The pandemic is taking a toll on working capital, leading to more rationing of cash, an FEI survey says.
Far fewer finance teams planned on cutting headcount in the second quarter of 2020 than in the first, according to a survey released this week by Financial Executives International in collaboration with Deloitte. Meanwhile, the percentage of companies reporting a drop in working capital balances in Q2 rose by a third as the pandemic took hold.
- The survey of 170 of FEI’s members—CFOs and other senior finance executives—found that in Q2, 55.7% of respondents expected to maintain their headcount, while 24.5% indicated planned workforce reductions. In Q1, 46% of respondents expected to reduce headcount.
- Among myriad reasons for retaining staff, said Dillon Papenfuss, manager of research and analysis at FEI, the most commonly cited one was uncertainty. “These are complex, volatile times and companies need ample supplies of human capital to not only survive but also find new avenues of long-term growth,” he said.

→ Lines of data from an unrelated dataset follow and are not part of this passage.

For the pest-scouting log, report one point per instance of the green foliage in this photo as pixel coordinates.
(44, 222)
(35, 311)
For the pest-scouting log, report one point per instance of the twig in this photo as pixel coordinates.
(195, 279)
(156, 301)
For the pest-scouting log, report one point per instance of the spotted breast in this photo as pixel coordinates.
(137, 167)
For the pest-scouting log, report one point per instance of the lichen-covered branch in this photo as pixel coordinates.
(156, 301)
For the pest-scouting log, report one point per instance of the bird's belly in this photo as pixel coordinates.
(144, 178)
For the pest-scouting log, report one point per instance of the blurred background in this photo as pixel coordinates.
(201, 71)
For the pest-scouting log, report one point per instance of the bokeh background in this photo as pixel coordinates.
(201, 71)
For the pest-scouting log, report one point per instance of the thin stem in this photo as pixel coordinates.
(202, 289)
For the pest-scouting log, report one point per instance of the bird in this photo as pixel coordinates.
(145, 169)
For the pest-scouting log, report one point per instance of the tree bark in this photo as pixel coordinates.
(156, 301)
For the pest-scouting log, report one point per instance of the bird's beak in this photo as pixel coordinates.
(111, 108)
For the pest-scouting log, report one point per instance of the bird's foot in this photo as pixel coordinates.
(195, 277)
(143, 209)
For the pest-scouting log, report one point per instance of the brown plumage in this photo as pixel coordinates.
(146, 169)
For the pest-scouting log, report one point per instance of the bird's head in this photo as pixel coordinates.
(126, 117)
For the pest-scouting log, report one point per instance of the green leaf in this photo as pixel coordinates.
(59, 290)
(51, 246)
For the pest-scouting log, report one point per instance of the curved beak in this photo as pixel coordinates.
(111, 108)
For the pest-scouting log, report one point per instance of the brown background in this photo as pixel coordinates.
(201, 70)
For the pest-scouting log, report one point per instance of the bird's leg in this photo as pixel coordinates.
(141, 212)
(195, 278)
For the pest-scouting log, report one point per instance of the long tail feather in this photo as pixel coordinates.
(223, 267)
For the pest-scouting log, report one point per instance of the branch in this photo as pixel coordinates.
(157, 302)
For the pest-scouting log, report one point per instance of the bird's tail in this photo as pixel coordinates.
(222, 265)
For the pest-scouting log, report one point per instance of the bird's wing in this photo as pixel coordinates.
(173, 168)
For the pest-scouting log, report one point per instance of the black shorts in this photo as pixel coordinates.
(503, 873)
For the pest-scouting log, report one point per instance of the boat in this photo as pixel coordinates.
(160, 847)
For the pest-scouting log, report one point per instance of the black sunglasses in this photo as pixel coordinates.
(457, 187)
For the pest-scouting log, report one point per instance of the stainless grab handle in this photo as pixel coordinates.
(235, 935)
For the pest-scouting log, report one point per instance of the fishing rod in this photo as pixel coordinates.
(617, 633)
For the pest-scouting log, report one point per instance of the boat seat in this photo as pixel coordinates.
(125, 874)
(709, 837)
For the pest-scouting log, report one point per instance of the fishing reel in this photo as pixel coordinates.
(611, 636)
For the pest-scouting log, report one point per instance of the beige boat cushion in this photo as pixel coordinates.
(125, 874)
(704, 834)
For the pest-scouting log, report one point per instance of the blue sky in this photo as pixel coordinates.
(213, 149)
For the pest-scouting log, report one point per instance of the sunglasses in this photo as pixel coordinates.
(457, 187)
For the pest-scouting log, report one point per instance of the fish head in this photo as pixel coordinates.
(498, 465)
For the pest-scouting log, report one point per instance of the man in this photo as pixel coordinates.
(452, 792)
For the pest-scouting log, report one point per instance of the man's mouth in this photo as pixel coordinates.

- The survey found half of staff across all organizations will work remotely for the remainder of 2020, with 51.5% in the Northeast saying that, and 64.7% on the West Coast.
Working capital blues. Nearly half of respondents, 43%, said their companies’ working capital balances decreased in Q2, compared to 33% in Q1.
- The increase “illustrates a profound erosion of corporate cash flow,” FEI’s survey report says.
- One Chief Financial Officer remarked that his organization is focused on conserving cash and that cash-related financial metrics have become the KPIs his team scrutinizes the most.
- FEI said that if not for CARES Act funding the proportion of respondents reporting decreasing working capital would likely have been higher.
- Financial executives expressed a preference for pausing various business actions instead of canceling or cutting them.
Forecasting challenges. Complicating decision-making, however, is difficulty forecasting in the current environment, cited by 66% of respondents. That difficulty is heightened by the uncertainty of COVID-19’s impact and the timing of a vaccine, the report says, noting that one senior-level executive said his team is planning for 2021 based on whether a vaccine is ready by the end of Q4.
- Companies are often using different scenarios as part of their forecasting process, and in the current environment the inputs and outputs of the various scenarios have a high degree of variability,” Andy Elcik, national managing partner of accounting, reporting and advisory services, Deloitte & Touche, said in a statement. “To manage through this some companies are using rolling 12-month forecasts to help assess the evolving economic landscape.